PGN publisher Mark Segal and partner Jason Villemez picked up their marriage license the afternoon Pennsylvania legalized same-sex marriage, as Philadelphia City Hall was teeming with reporters, video cameras and well-wishers.
And, last weekend, they officially married, in a setting much different than the frenzy of that historic day.
On July 5, Segal and Villemez, together for 10 years, were married before about 30 family and friends in a ceremony officiated by the Hon. Judge Dan Anders, Philadelphia’s first openly gay judge.
The ceremony was held in the private dining room at The Prime Rib in Center City. The wedding party included Segal’s nephew, Jeffrey Segal, and Villemez’s sisters, Lillian Freeman and Ryan Christie.
Villemez, 29, is an associate producer at Comcast, while Segal, 63, is PGN’s founder and publisher.
Segal is a native of Philadelphia, while Villemez hails from Central Maryland and moved to the city in 2006, two years after the couple started dating.
“Mark and I met while I was in college, through a mutual friend who suggested, quite serendipitously, that I get in contact with him,” Villemez said. “He thought that we’d get along well, and turns out that after 10 years, our friend was right.”
They corresponded for about a year via phone and email before actually meeting.
Segal joked that his first impression of Villemez upon meeting him was that “he’s too young,” but Villemez said the connection and the courtship were natural.
“I knew he was sweet, thoughtful and genuine,” he said. “He sung one of my favorite songs to me as I came up the steps of 30th Street Station; he’d printed out the lyrics and had them in his hand to make sure he got them right.
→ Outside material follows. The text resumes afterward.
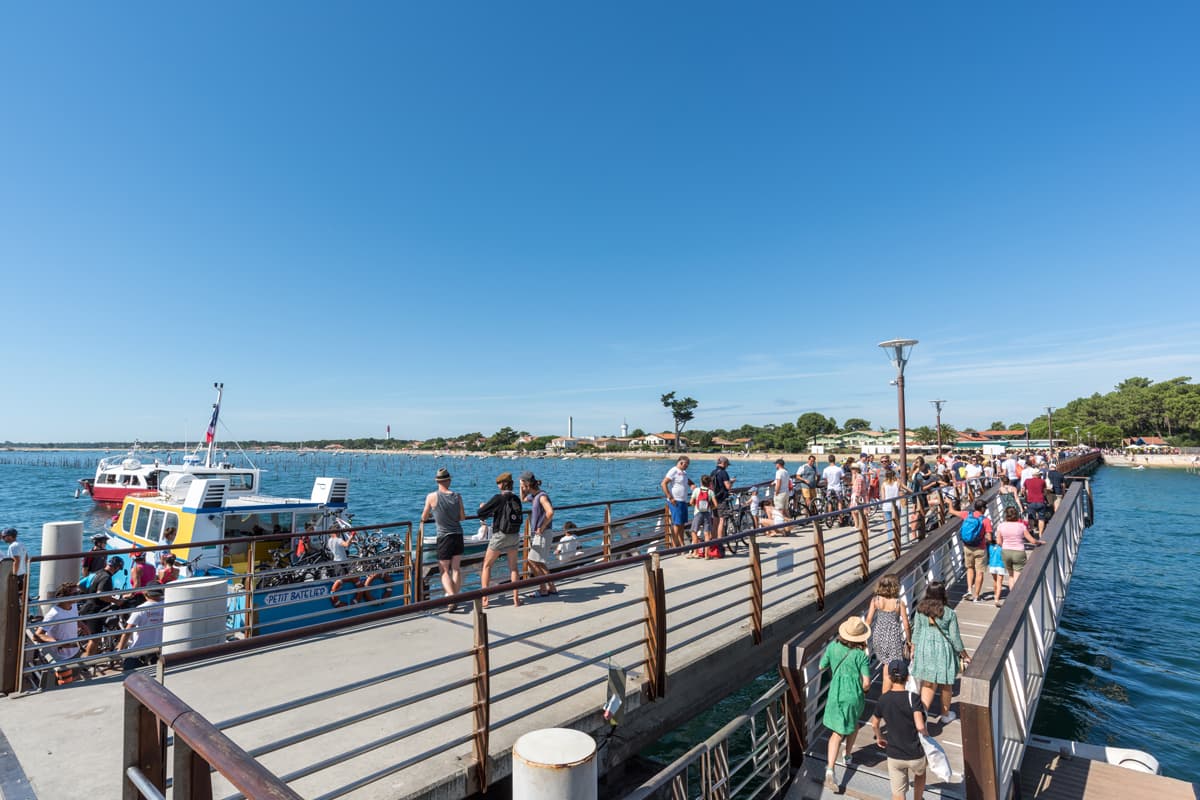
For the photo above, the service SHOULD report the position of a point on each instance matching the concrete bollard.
(555, 764)
(201, 619)
(59, 537)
Doing that took courage, which Mark possesses in spades, in all aspects of his life.”
While their actual age difference was never a problem — they joked in their wedding vows that they both consider themselves 42, the middle ground of their ages — that they were at different junctures in their lives has been challenging at times.
“Building a career while dating someone whose professional life was already shaped was, and still is, a great challenge for me and for us,” Villemez said.
For instance, Villemez spent time in Japan teaching English, as well as working in Washington, D.C.
“But we made the mutual decision to stick through it, and we developed routines that reminded us that, despite being physically apart, we were both still together,” Villemez said. “When I was in Japan, I’d call him during my morning right before leaving for work, as he was getting ready for bed. I also sent him as much tchotchke as I could and postcards galore. You could probably build a paper house from all the postcards I sent.”
Segal added that the couple approaches life in very different ways — but that also helps them to complement one another.
For instance, Villemez said, Segal has helped show him his own innate humor.
“The fact that he laughs at my jokes or, more appropriately, laughs at me laughing at my own jokes, helped me realize that the number-one thing I look for in a friend and partner is someone who can withstand the absurdity,” Villemez said.
Likewise, Segal said that, when he starts getting wrapped up in a project, Villemez keeps him grounded but motivated.
“He encourages me to dream, and when working towards those dreams, no matter how difficult, he’s always there in my corner, lending a shoulder or offering suggestions,” Segal said.
They began discussing marriage, though not seriously, after about seven or eight years together, Villemez said.
“We’d joke about it in passing, thinking that we still had a while before we had to truly make that decision,” he said.
But that changed May 20, when Judge John E. Jones handed down his historic ruling making marriage equality a reality in Pennsylvania, effective that afternoon. The couple didn’t plan on getting a license that soon but, in the cab ride over to the City Hall celebration, Villemez said they “both thought that we owed it to ourselves, and that we deserved to celebrate and show our love as much as any other couple. I think it was at that moment in the cab that it truly became a reality, because we’d finally come to the realization that we were worthy of it.”
Their decision almost was hampered by a forgotten wallet — but Councilman Jim Kenney and Register of Wills Ronald Donatucci lent the pair the requisite $80 license fee.
They had 60 days to complete and file the license, and spent the ensuing weeks planning the wedding, which they kept under wraps from everyone but the invitees. The guests surrounded the couple as they exchanged their vows, which were peppered with both laughs and tears. And, after Anders pronounced them spouses, the couple stomped on a glass in the Jewish tradition as the guests proclaimed, “Mazel tov!”
They signed their license after the ceremony, which was followed by dinner, a toast from Segal’s nephew and a messy cupcake-sharing by the newlyweds.
While the tone of the event was celebratory, Segal said the weight of the actual legal marriage has begun dawning on them.
“Suprisingly so,” said Segal about how different it feels to be married. “I never thought that it would. I just thought it was a piece of paper, but knowing that the state recognizing our relationship as they do any other is very empowering — and overwhelmingly emotional.”
While the short timeframe from May 20-July 5 was stress-inducing, Villemez said being able to share their love and commitment before all of their family and friends was well worth the work.
“It was one of the happiest days of my life,” he said.